Intel dampened speed expectations--and the cool factor--of its Thunderbolt technology when it announced copper wire, not fiber optics, would carry data through the high-speed Thunderbolt ports. Still, 10 gigabit per second transfer speeds are nothing to complain about, and we can dream of the day Thunderbolt reaches its 100Gbps potential. By the time that happens, though, we may all be using something even faster.
A team of German researchers have used a technique called Fast Fourier transform to encode data into light and shoot it down a laser at 26 terabits per second. To put things in perspective, that’s 26,624 gigabits per second, or 2662.4 times faster than Thunderbolt’s current maximum speed.
The data is separated into more than 300 separate beams of light within the laser, then recompiled at the end to produce the correct information. Of course, that’s a gross simplification--the Fourier system actually puts the data back together based on the time each beam of light arrives at the reception point.
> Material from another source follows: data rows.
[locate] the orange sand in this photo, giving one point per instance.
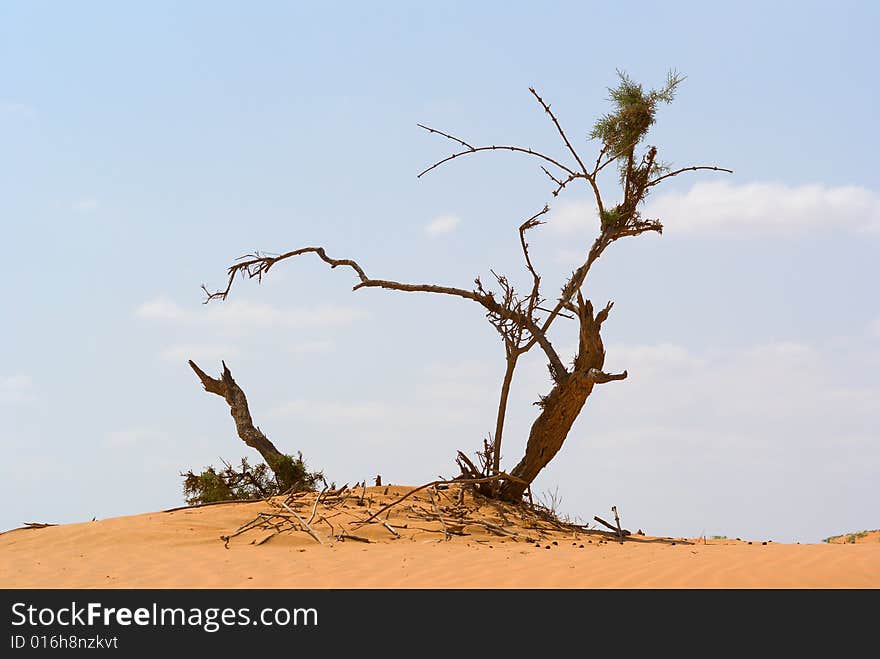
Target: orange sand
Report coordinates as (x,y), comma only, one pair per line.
(183,549)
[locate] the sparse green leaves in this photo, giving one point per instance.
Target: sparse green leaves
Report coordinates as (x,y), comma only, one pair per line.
(634,112)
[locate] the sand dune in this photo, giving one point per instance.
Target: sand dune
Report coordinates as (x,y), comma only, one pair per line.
(407,548)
By staggering the light beams to arrive in a certain sequence, the data is then easily recombined properly. The current setup at the Karlsruhe Institute of Technology in Germany sends the data over a 50 kilometer fiber optic cable before using the Fourier transformation to turn light back into readable data.
26 terabit transfers are possible through the beams of light carried within a single laser. And the optical technology scales with the amount of light added: an array of some 370 layers was able to transfer data at 100 terabits per second in an experiment. Amazing, but also prohibitively expensive and power hungry.
The current method does its best to replicate those speeds by splitting a single laser’s beam into a maximum of 325 colors, each of which can hold its own stream of data. A system employing fewer colors could still transfer data far faster than current technology--last year the team demonstrated a setup that moved along at a brisk 10 terabits per second.
The optical transformation system used to put the data back together could potentially be mapped to silicon, making it easier to commercialize. Copper will always be the more affordable choice, but there’s no speed like light speed. Will this be our next generation transfer technology?